Six Years of 'Short Takes' in the Life of Julian Singer
The odd thing about "What Happens Next?" is that it's almost not a novel at all…. [The chapters of the novel, first published as a series of stories,] still retain a shade of the disjunctiveness of individual stories, the more so since they vary widely in form and experimental technique. But the intensity of Rogin's central vision and the virtuosity of his prose are such that they cohere and build more surely, perhaps, than a formal, one-piece novel could have done….
[The first chapter] seems to contain echoes of Salinger (New York apartment-dwellers' family life), Bellow (the decedent melancholy of Verdi Square), Roth (the loneliness of the long-distance loser), and especially Perelman (surreal, hilarious conversations among television types). But in the second chapter, a blow-by-verbal-blow description of Singer's strangled relations with his second wife, the book begins to become something far richer and stranger than any mere comic account of city life….
[Tours] de force of technique conjure up the cast of characters not in one but in many incarnations. People who first appear as near stereotypes, though brilliantly rendered ones, like Singer's parents (his mother, by a feat of perfect pitch, stands revealed by her conversation as the spokesman of her pompous, comfortable, sure generation), mutate under shifting circumstances and viewpoints into the unassailable mysteries all people really are. Characters like Singer's wife, Daisy, grow in reality as they diminish in predictability, advancing to and receding from the central figure, coolly joking and hotly weeping in a constant, thwarted bid for notice.
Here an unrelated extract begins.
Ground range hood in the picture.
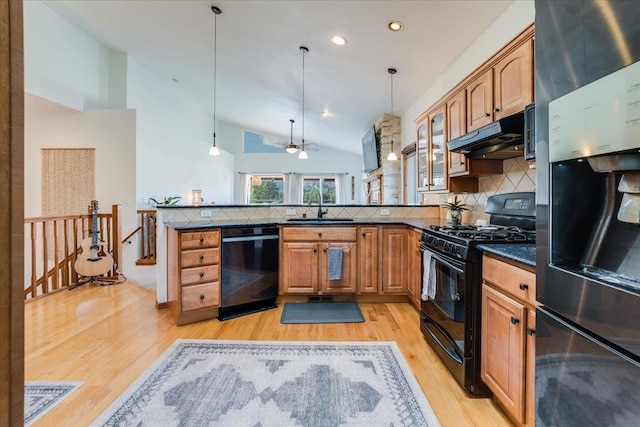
[447,113,524,160]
Even the more minor characters, like the alcoholic first husband, whose moral capital fluctuates constantly around zero, possess such ineffable dignity that Singer's attempts to write them off result in a drop of his own quotation on the interpersonal market. (p. 6)
Though [the novel] proceeds with great verve and energy to create a certain kind of New York family and its relatives and friends, it is simultaneously creating something more; the universal character of Julian Singer, who, in his lostness, transcends origin and place and becomes some kind of archetypical American man. Every scrap, every line, every joke is in the service of this artfully lifelike portrait of ourselves. Julian's isolation, his anxieties, his guilt, his fumbling uncertainties, his comical losses, his failure to establish belief in himself, are at once existential, contemporary ailments and part of the timeless human estate.
This book, so dense in detail that it seems to build a whole forest of circumstance out of hundreds of tiny, individual trees, could be forgiven for lacking a climax beyond the weight of the sum of its parts. Yet it has one, and a dazzling one at that. (pp. 6, 22)
L. E. Sissman, "Six Years of 'Short Takes' in the Life of Julian Singer," in The New York Times Book Review (© 1971 by The New York Times Company; reprinted by permission), October 31, 1971, pp. 6, 22.